Abel mismo quería comprender y quería explicar. Comprender, por ejemplo, qué lugar darle a los “salvajes”. “Solo he amado a una mujer”, dice (la libertad de ese amor también da ganas de vivirla más de cerca), criada entre los dakotas. Y eso a pesar de ser hijo de un padre a quien “degollaron casi con hastío” los mismos salvajes.
Siguiendo ese deseo habla con Joshua, su hermano, de quien “dicen que está loco”. Y en la cárcel, donde está preso, Joshua le explica: “somos segmentos de figuras más grandes. Incapaces de leerlas, vemos sucesos casuales” donde lo que hay es las partes de “inmensos pictogramas”.
Después de escucharlo —y entonces ya había llenado el mundo de disparos insólitos— Abel decide gastar lo que le queda de vida buscando “el dibujo” del que es “una pequeña parte y segmento”. “Es lo mejor que he hecho”, agrega.
Aquí la puesta en obra de La vía de la narración se tensa un poco. Porque en La vía Baricco es enfático al afirmar que los acontecimientos de una vida “ni respetan un orden ni lo generan”. Nuestras vidas, por ejemplo, no siguen inevitablemente la “travesía del héroe”, como creen ciertos fanáticos del storytelling. Y afirma, incluso, que hay un “veneno” en la exaltación desmedida de esa famosa estructura.

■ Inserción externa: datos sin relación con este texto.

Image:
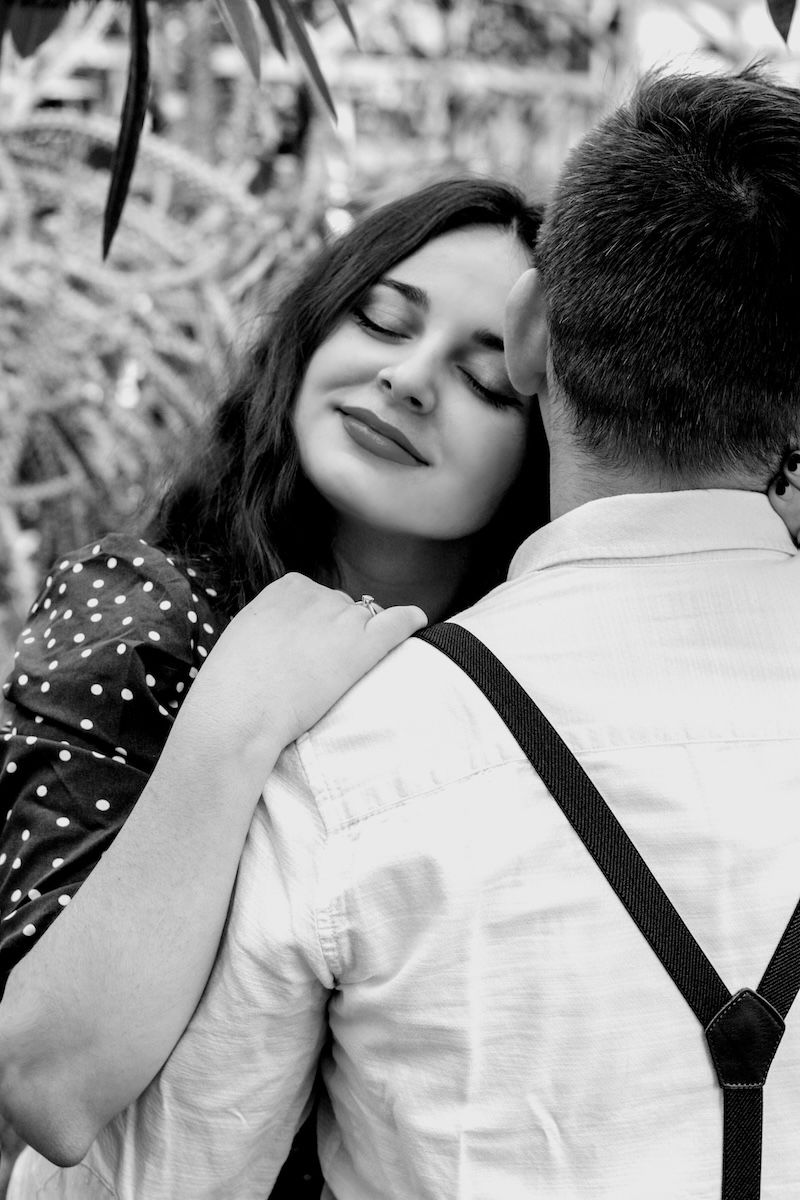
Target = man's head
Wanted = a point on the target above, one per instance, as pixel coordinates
(669, 270)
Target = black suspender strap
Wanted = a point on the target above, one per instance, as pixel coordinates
(743, 1031)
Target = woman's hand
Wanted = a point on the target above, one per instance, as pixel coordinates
(284, 660)
(785, 493)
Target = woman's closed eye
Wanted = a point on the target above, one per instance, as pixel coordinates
(498, 395)
(383, 323)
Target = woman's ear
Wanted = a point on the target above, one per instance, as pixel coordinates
(525, 334)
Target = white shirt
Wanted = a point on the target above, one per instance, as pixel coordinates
(499, 1027)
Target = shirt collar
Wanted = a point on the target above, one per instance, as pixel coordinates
(659, 525)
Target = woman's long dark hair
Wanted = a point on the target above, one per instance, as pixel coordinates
(241, 511)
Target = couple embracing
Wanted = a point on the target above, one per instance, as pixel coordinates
(475, 954)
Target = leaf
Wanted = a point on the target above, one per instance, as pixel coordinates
(344, 13)
(31, 23)
(240, 24)
(300, 39)
(133, 113)
(781, 11)
(272, 24)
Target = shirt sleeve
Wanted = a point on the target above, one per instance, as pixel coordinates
(112, 645)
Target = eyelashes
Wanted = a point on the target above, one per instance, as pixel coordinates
(499, 400)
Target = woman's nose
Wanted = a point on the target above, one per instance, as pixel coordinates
(411, 382)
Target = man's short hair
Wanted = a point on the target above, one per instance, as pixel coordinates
(671, 263)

El viaje del héroe nos da unos principios para organizar el material narrativo: un patrón de desafíos, transformación y triunfo. Es un patrón efectivo, pero no es el único. Y su efectividad y popularidad (y su larga vida) no demuestran que sea el fiel reflejo de las inquietudes “universales” de la humanidad. Se trata solo de una de las formas que hemos inventado para narrar: una de las tramas posibles.
El veneno que nombra Baricco tiene por efecto hacernos creer que el mundo sí es único, de una sola manera, y que ya está agotado. Nos convence de que ya tenemos el mapa para recorrer cualquier territorio y que si nuestra historia no calza con el molde del hero’s journey entonces no vale la pena contarla.
¿Cómo entender entonces el “pictograma” del que habla Joshua y el “dibujo” que Abel se desgasta buscando? Es tentador e incluso conveniente (hemos sido entrenadas bajo esa convención) pensar que “el dibujo” que Abel persigue ya viene dado, que ya fue trazado por otra mano. Pero aquí mi propuesta es pensarlo, con Baricco, como una figura por venir.
Es posible, sugiere Baricco, mirar hacia atrás no para hacer calzar las piezas en un molde, sino para retomar las “páginas en blanco” que fuimos dejando y escribirlas con palabras propias, para que así, unidas ahora al resto, proyecten un sentido. “El que narra, se convierte”, dice Baricco, porque no se limita a organizar el pasado, “sino que suscita el futuro.” El acto de narrar crea una dirección, indica hacia dónde avanzar. Apunta —para volver a ese verbo— hacia un horizonte posible.
Al pensar así la búsqueda de Abel, el “oráculo” que le da su hermano (“somos segmentos de figuras más grandes”) sugiere que hay no una clave para ordenar el mundo, esperando que la encontremos, sino más bien una vía para darle sentido al caos misterioso del que somos parte.
La “culminación de uno mismo” que propone Baricco, como aspiración para quien narra, se lograría no al interpretar el pasado para fijar una identidad imperturbable, sino al reescribir el pasado para darle lugar a aquello que tuvimos que hacer a un lado: “narrar para narrar”, propone, “y, con ello, completar el texto de la propia existencia”.
Habría que dedicarse, entonces, como Abel, a narrar.
“Nuestro libro sagrado”, le dice una bruja a Crow, no es una ley, ni un veredicto. Es más bien “un canto” que no tiene “otro propósito que resonar”: un canto que se sigue cantando. “Son los pasos de los hombres, cada día y cada noche, los que lo escriben. […] Somos una mano que escribe”.